Trump has not yet explained, however, how he will avoid conflicts of interest as president stemming from his business dealings all over the world.

The Trump University settlement ends two class action lawsuits that had been filed against the Trump seminars in California, as well as a lawsuit in New York filed by state Attorney General Eric Schneiderman. Former customers had alleged that the programs engaged in deceptive advertising, including by falsely promising that Trump had personally selected course instructors who would teach his personal tricks for succeeding in real estate.

"My job was to sell, sell sell," says former Trump University instructor James Harris, who explains the inner workings of the company, detailing high pressure sales tactics and the battle for profit. (Dalton Bennett/The Washington Post)
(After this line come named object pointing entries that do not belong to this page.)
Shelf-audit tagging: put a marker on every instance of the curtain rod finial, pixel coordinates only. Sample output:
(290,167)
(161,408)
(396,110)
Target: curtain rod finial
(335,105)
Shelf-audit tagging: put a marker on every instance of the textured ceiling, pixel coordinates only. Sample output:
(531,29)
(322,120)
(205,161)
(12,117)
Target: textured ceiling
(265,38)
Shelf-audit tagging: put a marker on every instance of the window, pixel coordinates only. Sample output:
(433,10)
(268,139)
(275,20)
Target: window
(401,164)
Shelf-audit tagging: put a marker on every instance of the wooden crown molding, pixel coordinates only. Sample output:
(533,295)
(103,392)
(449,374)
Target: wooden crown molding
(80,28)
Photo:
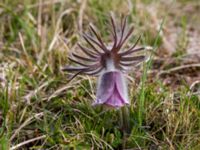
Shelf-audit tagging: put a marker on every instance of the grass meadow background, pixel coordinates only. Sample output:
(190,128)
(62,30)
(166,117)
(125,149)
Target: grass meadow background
(40,109)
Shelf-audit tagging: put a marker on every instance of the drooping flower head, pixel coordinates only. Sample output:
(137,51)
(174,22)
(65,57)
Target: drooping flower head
(110,62)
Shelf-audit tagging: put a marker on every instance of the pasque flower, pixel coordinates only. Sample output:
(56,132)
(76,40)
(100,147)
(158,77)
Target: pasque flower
(109,62)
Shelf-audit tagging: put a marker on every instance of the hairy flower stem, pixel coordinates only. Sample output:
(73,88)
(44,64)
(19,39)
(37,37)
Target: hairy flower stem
(124,124)
(125,120)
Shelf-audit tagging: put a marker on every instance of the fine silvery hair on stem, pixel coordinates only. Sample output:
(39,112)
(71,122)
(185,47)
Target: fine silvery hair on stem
(95,59)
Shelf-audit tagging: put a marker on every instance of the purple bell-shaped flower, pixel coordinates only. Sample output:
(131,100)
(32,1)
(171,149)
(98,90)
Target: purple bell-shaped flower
(109,63)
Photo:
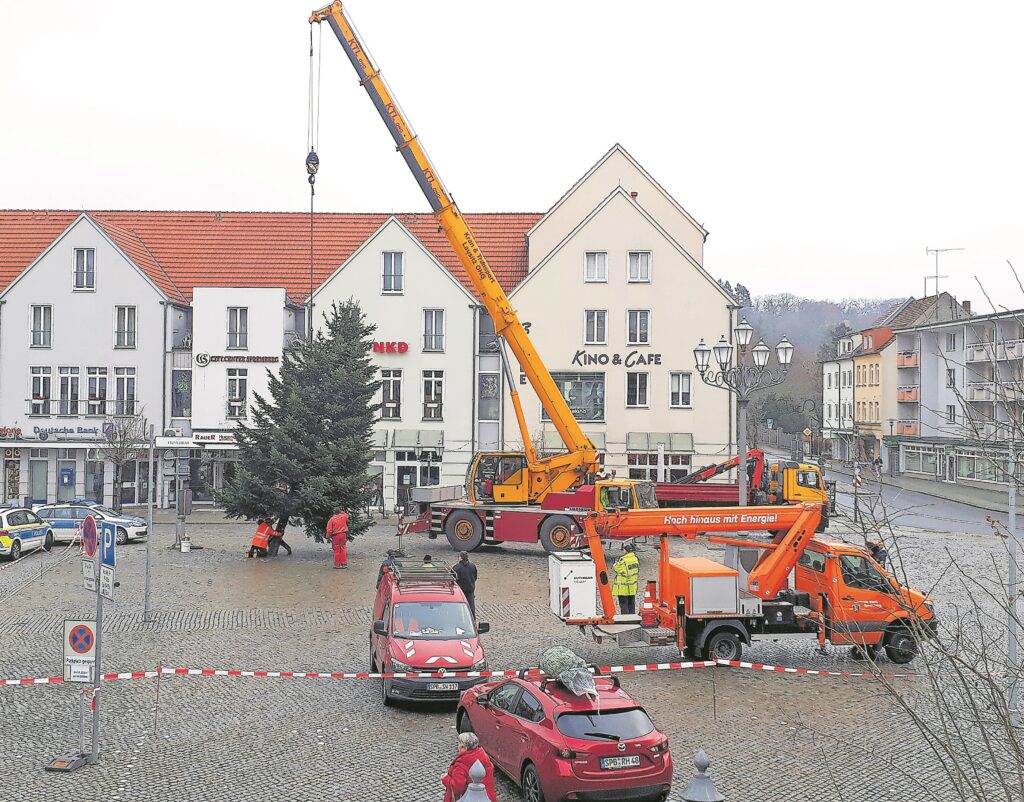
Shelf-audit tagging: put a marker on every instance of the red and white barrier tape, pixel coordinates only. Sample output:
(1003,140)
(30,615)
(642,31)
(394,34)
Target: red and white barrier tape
(643,667)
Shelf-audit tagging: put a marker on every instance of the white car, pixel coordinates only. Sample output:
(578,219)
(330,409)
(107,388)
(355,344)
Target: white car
(23,531)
Although Trump insisted most customers were satisfied with the program, which were held in hotel ballrooms around the country, other disgruntled students complained they had lost thousands of dollars. They said customers were pressured to sign up for more and more expensive courses, including a mentorship program that cost more than $35,000. The fraud claims had been a major campaign issue as Trump's Republican primary opponents and Democrat Hillary Clinton argued his businesses had conned people through the program.

Under terms of the settlement, Trump did not admit fault. With the judge's preliminary approval, notices will be posted seeking former Trump University customers who might qualify for refunds and asking if any object to the settlement. Of the $25 million, $4 million will be administered through Schneiderman's office. Curiel said he would hold a hearing in March to offer a final approval to the settlement. Trump has promised to restart Trump University in the future.

“Throughout the nearly seven years we've spent prosecuting this action, our overarching goal has always been to help class members put Trump University behind them,” said Amber Eck, co-lead counsel for the former students who sued. “We're obviously very pleased with Judge Curiel's ruling, which sets the stage for us to do just that, and we look forward to finalizing the settlement details over the coming months.”

A Trump Organization lawyer did not immediately respond to a request for comment.